Melanoma is one of the tumors with highest heritability [28]. In families with melanoma aggregation, melanoma susceptibility follows an autosomal dominant inheritance pattern with incomplete penetrance. Multiple genes can play a role in melanoma susceptibility in a family, by combination of high-risk gene/s and presence of medium-/low-risk variants modulating expressivity of the high-risk gene/s. High-risk variants or genetic features segregate with the disease in most affected cases in the family and may be detected by linkage analysis studies. We expect to identify one or very few high-risk variants in an individual. However, in >70% of families worldwide, these have still not been identified. Thus, studies such as the present one are needed to provide clues to new genomic regions to focus on in order to identify new high-risk variants that may explain part of the missing heritability of melanoma susceptibility. The combination of medium-/low-risk variants modulates the penetrance and expressivity of high-risk genes, but may vary within the family and may be inherited from different ancestors. Multiple medium-/low-risk variants have been described to date [1]. However, their specific role in the modulation of the expressivity of pathogenic variants in high-risk genes has only been well established for the highly polymorphic pigmentation gene MC1R. CDKN2A variant carriers with melanoma-associated variants in MC1R have an increased risk of developing melanoma than CDKN2A variant carriers with wild-type MC1R [29]. Although co-existence of a CDKN2A pathogenic variant with the rare MITF c.952G>A (p.(Glu318Lys)) variant has also been described [30], the implication of MITF in the modulation of melanoma penetrance in CDKN2A variant carriers is still unknown.

In our study, we included a CDKN2A-positive family in which two melanoma cases did not carry known high-risk nor medium-risk melanoma susceptibility variants. We detected three loci with suggestive linkage evidence indicating that, in addition to the CDKN2A pathogenic variant, other genetic factors underlie the increased melanoma risk observed in the members of this family. Knowing the gene, or combination of genes, involved in melanoma susceptibility is crucial for identification and better management of at-risk individuals. Furthermore, it allows the refinement of genetic counseling in melanoma, as specific measures can be included when genetic testing detects germline variants in known susceptibility genes [5, 30,31,32].

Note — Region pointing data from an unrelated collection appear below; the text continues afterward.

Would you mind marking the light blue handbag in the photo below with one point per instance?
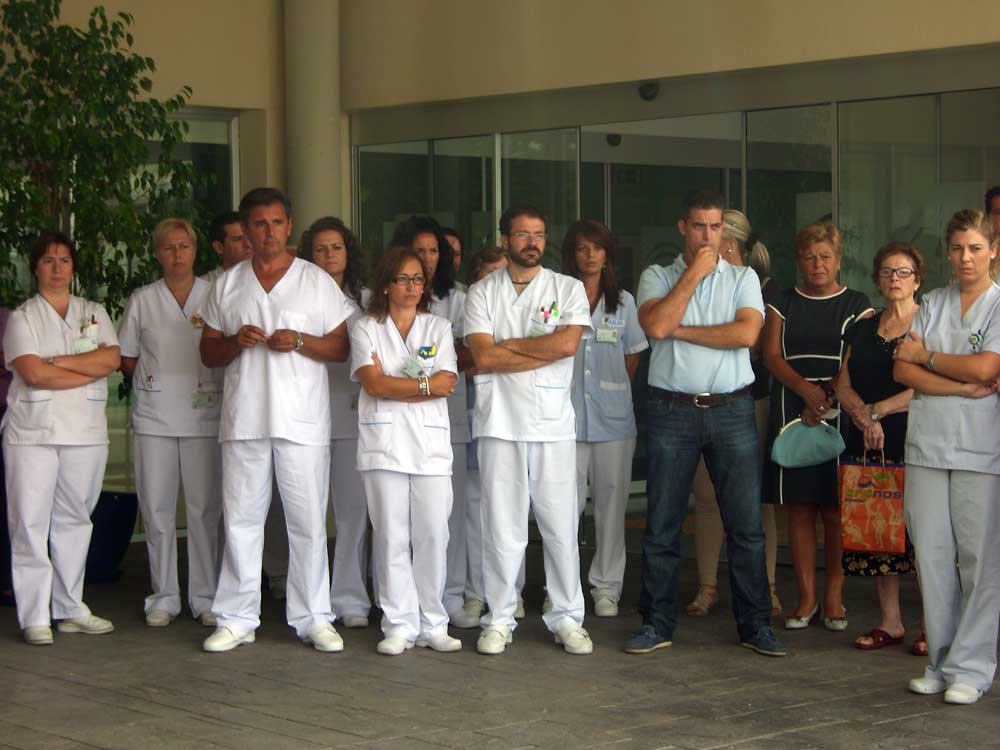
(799, 445)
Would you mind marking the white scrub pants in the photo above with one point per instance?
(162, 464)
(303, 476)
(953, 518)
(607, 467)
(409, 514)
(51, 492)
(348, 583)
(458, 541)
(518, 477)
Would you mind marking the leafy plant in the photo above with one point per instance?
(76, 121)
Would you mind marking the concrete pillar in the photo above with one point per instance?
(313, 117)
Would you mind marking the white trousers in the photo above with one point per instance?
(458, 540)
(162, 465)
(409, 514)
(51, 492)
(303, 476)
(953, 518)
(607, 468)
(348, 582)
(518, 477)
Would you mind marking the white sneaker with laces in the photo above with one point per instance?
(574, 640)
(88, 624)
(440, 642)
(493, 640)
(325, 638)
(158, 618)
(226, 639)
(38, 635)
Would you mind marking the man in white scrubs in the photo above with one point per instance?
(273, 322)
(523, 324)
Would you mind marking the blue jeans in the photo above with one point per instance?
(678, 433)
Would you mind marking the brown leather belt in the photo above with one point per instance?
(701, 400)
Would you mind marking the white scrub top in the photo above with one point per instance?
(532, 406)
(344, 392)
(74, 416)
(452, 307)
(602, 390)
(269, 394)
(952, 432)
(175, 394)
(412, 438)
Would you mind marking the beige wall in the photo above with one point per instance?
(229, 51)
(397, 52)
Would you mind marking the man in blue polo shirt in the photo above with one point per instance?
(703, 315)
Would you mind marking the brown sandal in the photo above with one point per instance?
(879, 638)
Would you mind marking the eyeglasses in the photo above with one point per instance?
(903, 273)
(538, 236)
(404, 280)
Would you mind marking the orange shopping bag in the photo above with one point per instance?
(871, 506)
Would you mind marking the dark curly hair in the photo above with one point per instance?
(404, 235)
(352, 274)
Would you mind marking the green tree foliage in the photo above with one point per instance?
(76, 119)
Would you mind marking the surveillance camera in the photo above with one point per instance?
(649, 91)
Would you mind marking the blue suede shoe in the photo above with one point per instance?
(645, 640)
(765, 642)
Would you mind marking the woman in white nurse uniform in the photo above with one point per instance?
(951, 358)
(405, 360)
(424, 235)
(175, 426)
(61, 349)
(604, 366)
(333, 247)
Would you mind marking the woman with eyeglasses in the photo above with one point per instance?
(877, 406)
(404, 358)
(175, 426)
(333, 247)
(61, 348)
(803, 348)
(604, 366)
(951, 359)
(430, 241)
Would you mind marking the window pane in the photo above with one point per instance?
(540, 169)
(888, 185)
(789, 178)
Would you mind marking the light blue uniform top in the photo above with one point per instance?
(602, 391)
(691, 368)
(954, 432)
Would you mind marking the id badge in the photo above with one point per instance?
(607, 335)
(412, 368)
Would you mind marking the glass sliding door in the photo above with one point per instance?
(789, 177)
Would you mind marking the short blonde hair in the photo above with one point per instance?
(166, 226)
(821, 231)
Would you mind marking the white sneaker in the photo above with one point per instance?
(962, 695)
(440, 642)
(208, 619)
(159, 618)
(226, 639)
(38, 635)
(493, 640)
(574, 640)
(927, 685)
(605, 606)
(325, 638)
(394, 645)
(88, 624)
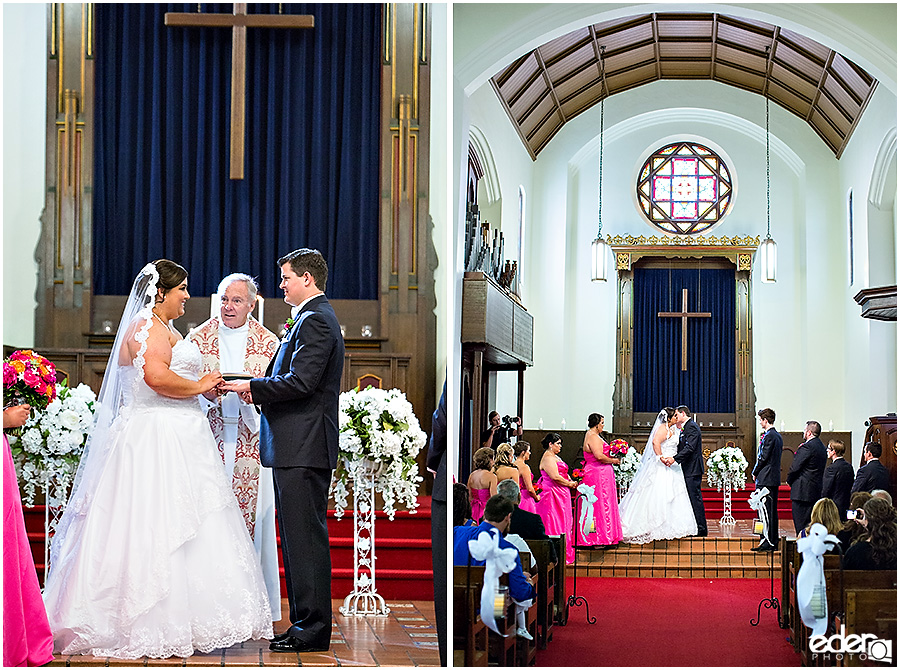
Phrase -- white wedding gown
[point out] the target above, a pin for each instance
(657, 507)
(157, 561)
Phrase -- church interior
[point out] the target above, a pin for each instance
(575, 247)
(137, 132)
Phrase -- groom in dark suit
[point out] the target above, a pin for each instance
(298, 439)
(690, 456)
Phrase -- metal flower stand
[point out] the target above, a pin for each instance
(55, 498)
(727, 519)
(364, 600)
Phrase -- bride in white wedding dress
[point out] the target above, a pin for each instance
(657, 506)
(152, 556)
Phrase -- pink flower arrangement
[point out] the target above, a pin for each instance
(28, 378)
(618, 448)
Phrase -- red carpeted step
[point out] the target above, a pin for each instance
(402, 550)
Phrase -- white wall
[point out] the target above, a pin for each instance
(438, 187)
(24, 94)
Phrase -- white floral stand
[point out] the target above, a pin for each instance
(364, 600)
(727, 519)
(55, 498)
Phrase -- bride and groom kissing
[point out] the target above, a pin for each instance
(664, 501)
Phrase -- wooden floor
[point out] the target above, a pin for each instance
(405, 637)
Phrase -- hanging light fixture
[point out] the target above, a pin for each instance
(768, 249)
(600, 250)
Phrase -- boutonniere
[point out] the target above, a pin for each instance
(286, 328)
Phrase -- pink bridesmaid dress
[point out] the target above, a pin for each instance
(555, 508)
(606, 510)
(527, 503)
(479, 500)
(27, 639)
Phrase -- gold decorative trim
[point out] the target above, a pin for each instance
(684, 241)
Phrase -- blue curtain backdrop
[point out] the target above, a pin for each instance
(708, 384)
(161, 185)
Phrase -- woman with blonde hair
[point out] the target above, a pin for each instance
(825, 512)
(482, 482)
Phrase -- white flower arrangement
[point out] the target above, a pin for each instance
(378, 429)
(726, 467)
(52, 442)
(627, 469)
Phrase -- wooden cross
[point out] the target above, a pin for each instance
(239, 21)
(684, 315)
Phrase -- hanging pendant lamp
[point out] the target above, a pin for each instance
(600, 250)
(768, 249)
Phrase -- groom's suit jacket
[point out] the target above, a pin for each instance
(690, 450)
(298, 397)
(767, 470)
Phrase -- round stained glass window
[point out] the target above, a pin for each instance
(684, 188)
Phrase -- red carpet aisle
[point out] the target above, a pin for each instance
(670, 623)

In conclusion, using linkage evidence from multiple pedigrees, we have identified a familial melanoma susceptibility locus at 11q14.1-q14.3, in Spanish melanoma-prone families. We have also detected suggestive evidence of linkage at 3q29, previously described in Swedish families. Future next-generation sequencing studies or candidate gene targeted sequencing from these regions may allow the identification of new genetic factors implicated in melanoma susceptibility.